Исход каждого отрезка этой выматывающей гонки, в какой изживает себя не изжитая до конца вера, был более или менее предрешен: примерки к исконно вечной нужде в "священном" платьев-обнов, кроившихся заведомо не по ней, опять и опять несли разочарование. До тех пор, пока Мальро, после чреды таких неудач, не заставил себя уверовать, будто очередная проба, вопреки очевидности, удалась.
Свобода неприкаянных
Неотвязная память о душевной бездомности, отторженности от мирового Разума, "священного" или "естественного", и столь же неотвязная забота обзавестись другим "домом" для личности, который бы держался без предположения о вселенском "благоустройстве" и тем не менее обеспечивал ей подобие душевного спасения, – обе эти створки трагического гуманизма находятся у Мальро в постоянной работе, дополняя и уравновешивая друг друга. Стронутая с места "смыслоутратой" и повергнутая в крайнее беспокойство, мысль здесь старается соблюсти перепроверяюще-сдвоенный ход на каждой петле своего поиска, и ее настороженный спор с самой собой всякий раз не исчерпывает себя полностью, разомкнут в бесконечность своего возобновления. Когда же мышление устроено так, что тяготеет не к сравнительно нежесткому лирическому философствованию, а скорее к линейной развертке доводов из единого основания, оно склонно переносить упор преимущественно на какую-нибудь одну сторону дела, отодвигая вторую на свои обочины, удерживая в поле внимания лишь постольку-поскольку.

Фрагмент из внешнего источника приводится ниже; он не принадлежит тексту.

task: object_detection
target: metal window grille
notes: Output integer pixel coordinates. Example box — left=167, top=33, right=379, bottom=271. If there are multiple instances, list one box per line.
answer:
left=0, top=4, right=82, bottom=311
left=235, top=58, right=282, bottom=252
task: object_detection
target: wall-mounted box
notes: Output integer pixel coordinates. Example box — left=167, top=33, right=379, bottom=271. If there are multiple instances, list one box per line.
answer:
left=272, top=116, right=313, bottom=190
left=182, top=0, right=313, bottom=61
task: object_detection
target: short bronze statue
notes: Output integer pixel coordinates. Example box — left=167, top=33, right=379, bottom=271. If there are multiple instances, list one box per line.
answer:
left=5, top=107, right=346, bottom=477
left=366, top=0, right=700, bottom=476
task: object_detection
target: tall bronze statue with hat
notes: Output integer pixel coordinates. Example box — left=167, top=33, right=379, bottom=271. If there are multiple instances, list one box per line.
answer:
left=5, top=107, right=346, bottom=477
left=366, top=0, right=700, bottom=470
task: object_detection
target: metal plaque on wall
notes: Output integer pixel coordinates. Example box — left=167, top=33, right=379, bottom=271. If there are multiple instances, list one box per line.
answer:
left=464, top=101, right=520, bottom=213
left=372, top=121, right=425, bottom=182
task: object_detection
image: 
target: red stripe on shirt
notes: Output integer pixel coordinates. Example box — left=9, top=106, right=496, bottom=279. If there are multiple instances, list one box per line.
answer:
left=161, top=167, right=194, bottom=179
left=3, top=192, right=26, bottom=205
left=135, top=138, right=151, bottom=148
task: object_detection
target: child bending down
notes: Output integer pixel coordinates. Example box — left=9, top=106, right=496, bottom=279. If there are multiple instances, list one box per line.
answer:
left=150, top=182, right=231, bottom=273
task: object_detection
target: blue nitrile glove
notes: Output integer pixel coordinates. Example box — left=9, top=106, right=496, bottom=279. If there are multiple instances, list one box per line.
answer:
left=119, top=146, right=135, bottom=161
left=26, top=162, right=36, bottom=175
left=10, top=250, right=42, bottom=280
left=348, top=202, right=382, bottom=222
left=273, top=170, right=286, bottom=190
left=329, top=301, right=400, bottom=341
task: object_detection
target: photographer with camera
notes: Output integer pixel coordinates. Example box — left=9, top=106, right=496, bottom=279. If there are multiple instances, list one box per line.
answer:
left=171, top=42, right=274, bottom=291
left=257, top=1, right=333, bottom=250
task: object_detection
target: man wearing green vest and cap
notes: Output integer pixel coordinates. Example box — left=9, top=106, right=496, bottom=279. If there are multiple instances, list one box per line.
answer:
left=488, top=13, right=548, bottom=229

Во многом шедшие по стопам Мальро, но, в отличие от него, отнюдь не самоучки в философии, искушенные (хотя и неодинаково) в картезианском умении, Сартр и Камю как раз и осуществляют, каждый по-своему, подобное перераспределение света и тени. На первых порах, почти одновременно начав свой писательский путь, один во Франции, другой в Алжире, и издалека опознав друг в друге собратьев по "смыслоутрате", они сближаются в годы Сопротивления. Но довольно скоро обнаруживают пристрастие к разным слагаемым трагического гуманизма и извлекают из схожих посылок достаточно несхожие следствия. В 1951 г. их нашумевший спор и личный разрыв закрепляют это несовпадение бывших единомышленников. Оба отправляются от бытийной неукорененности жизнечувствия, и оба хотели бы посильно укоренить его заново в какой-нибудь подходящей почве. Однако сосредоточенный изначально и прежде всего на непоправимой зыбкости положения отдельной личности, на ее безоговорочной свободе, Сартр, даже заподозрив со временем, что не все тут ладно, вынужден довольствоваться "заземлением" относительным, растяжимым до двусмыслицы. Камю, со своей стороны, в молодости тоже не чужд искусу такой свободы. Но затем, справедливо найдя ее своеволие крайне опасным, он жаждет прислониться к чему-то совершенно безусловному – к устойчиво-однозначному долгу. В результате прежние соратники расходятся очень далеко. К концу своей внезапно оборвавшейся жизни Камю удостаивается почестей совестливого блюстителя правосознания и нравственности западной цивилизации. Сартр же сегодня вдохновляет ее безудержных ниспровергателей из кружков левацкого революционаризма.